I did this
> x = 1:5
> .Internal(inspect(x))
@3acfed60 13 INTSXP g0c3 [NAM(1)] (len=5, tl=0) 1,2,3,4,5
> x[] = cumsum(x)
> .Internal(inspect(x))
@3acfed60 13 INTSXP g0c3 [NAM(1)] (len=5, tl=0) 1,3,6,10,15
where the @3acfed60
is the (shared) memory address. The key is NAM(1), which says that there's a single reference to x, hence no need to re-allocate on update.
R uses (currently, I think this will change in the next release) a version of reference counting where an R symbol is reference 0, 1, or more than 1 times; when an object is referenced more than once, its reference count can't be decremented (because 'more than one' could mean 3, hence no way to distinguish between 2 references and 3 references, hence no way to distinguish between one less than 2 and one less than 3).

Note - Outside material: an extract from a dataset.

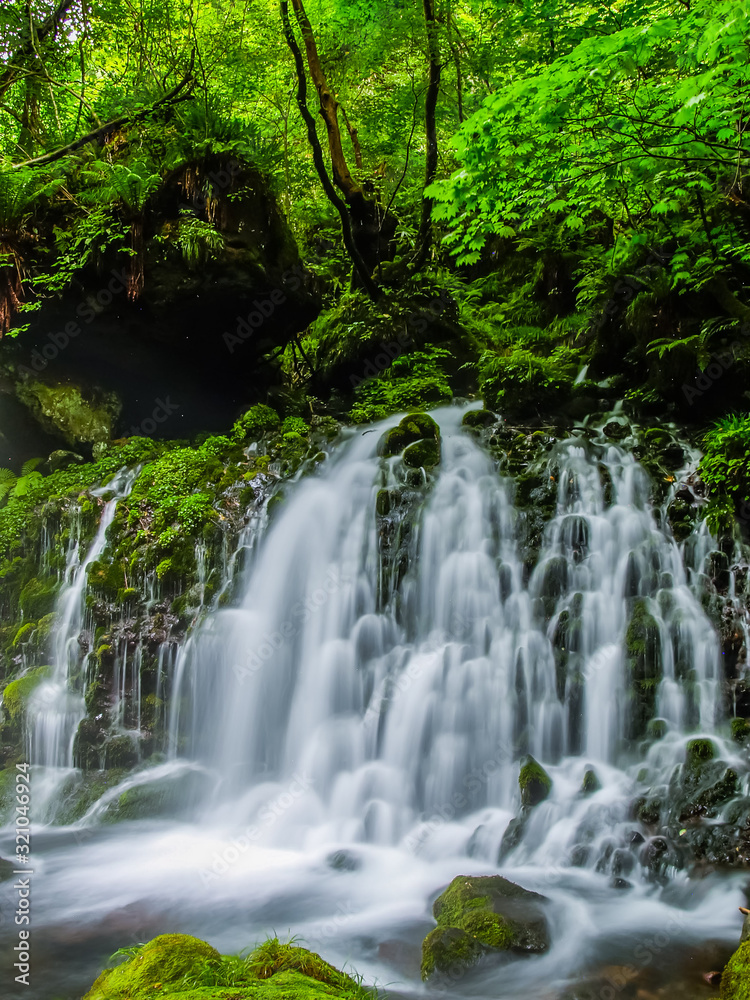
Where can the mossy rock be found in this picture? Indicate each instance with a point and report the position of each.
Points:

Any attempt at modification needs to duplicate.
Originally I forgot to load pryr and wrote my own address()
> address = function(x) .Internal(inspect(x))
which reveals an interesting problem
> x = 1:5
> address(x)
@4647128 13 INTSXP g0c3 [NAM(2)] (len=5, tl=0) 1,2,3,4,5
> x[] = cumsum(x)
> address(x)
@4647098 13 INTSXP g0c3 [NAM(2)] (len=5, tl=0) 1,3,6,10,15
Notice NAM(2)
, which says that inside the function there are at least two references to x
, i.e., in the global environment, and in the function environment. So touching x
inside a function triggers future duplication, sort of a Heisenberg uncertainty principle. cumsum
(and .Internal
, and length
) are written in a way that allows reference without increment to NAMED; address()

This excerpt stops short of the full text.